Urinary protein/creatinine ratio can be used to evaluate proteinuria in children
Urinary protein/creatinine ratio (UPCR) can be used to evaluate proteinuria, according to a study, although the degree of proteinuria, 24-hour urine creatinine, and renal disease type make influence the correlation between UPCR and 24-hour urine protein (24hUP) in children with nephrotic-range proteinuria.
This study included 149 with non-nephrotic-range proteinuria and 207 with nephrotic-range proteinuria, which was divided by Henoch-Schönlein purpura nephritis (HSPN), lupus nephritis (LN), and primary nephrotic syndrome (PNS).
There was excellent agreement between UPCR and 24hUP for each of the groups, with strong correlations in all children (n = 356) and children in the non-nephrotic-range proteinuria group and moderate correlations in children in the nephrotic-range proteinuria group.
Increases in nephrotic-range proteinuria led to decreases between UPCR and 24hUP; the correlation coefficient was improved after UPCR was adjusted by 24-h urine creatinine.

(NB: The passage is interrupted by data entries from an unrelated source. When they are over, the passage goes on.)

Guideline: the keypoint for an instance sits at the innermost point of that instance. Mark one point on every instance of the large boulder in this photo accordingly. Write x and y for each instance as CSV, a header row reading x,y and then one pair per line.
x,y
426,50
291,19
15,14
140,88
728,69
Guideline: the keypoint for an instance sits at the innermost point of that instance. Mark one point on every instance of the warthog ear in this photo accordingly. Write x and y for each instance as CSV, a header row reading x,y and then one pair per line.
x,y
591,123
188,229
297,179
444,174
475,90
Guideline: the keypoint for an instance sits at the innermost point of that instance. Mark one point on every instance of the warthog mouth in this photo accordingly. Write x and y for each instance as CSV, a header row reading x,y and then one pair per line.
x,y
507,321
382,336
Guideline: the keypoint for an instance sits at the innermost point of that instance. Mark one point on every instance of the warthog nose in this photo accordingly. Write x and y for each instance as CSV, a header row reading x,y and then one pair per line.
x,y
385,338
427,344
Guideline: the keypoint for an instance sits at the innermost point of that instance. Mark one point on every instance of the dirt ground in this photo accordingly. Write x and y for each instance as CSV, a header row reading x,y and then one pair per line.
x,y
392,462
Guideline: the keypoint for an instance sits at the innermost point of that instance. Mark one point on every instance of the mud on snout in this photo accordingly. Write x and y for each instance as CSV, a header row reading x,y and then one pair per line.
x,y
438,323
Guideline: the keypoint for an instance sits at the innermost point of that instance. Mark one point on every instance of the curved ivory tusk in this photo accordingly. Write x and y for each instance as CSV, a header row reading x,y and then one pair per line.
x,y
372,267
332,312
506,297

Amongst the nephrotic-range proteinuria subgroups, HSPN had a high correlation coefficient, but LN and PNS did not. The sensitivity of UPCR for diagnosing nephrotic-range proteinuria was 89.9 % while the specificity was 92.2%.
Zhai P, Huang Y, Yue S, et al. Diagnostic efficacy and influence factors of urinary protein/creatinine ratio replacing 24-h urine protein as an evaluator of proteinuria in children. Int Urol Nephrol. 2021;doi: 10.1007/s11255-021-03021-3. Epub ahead of print. PMID: 34668110.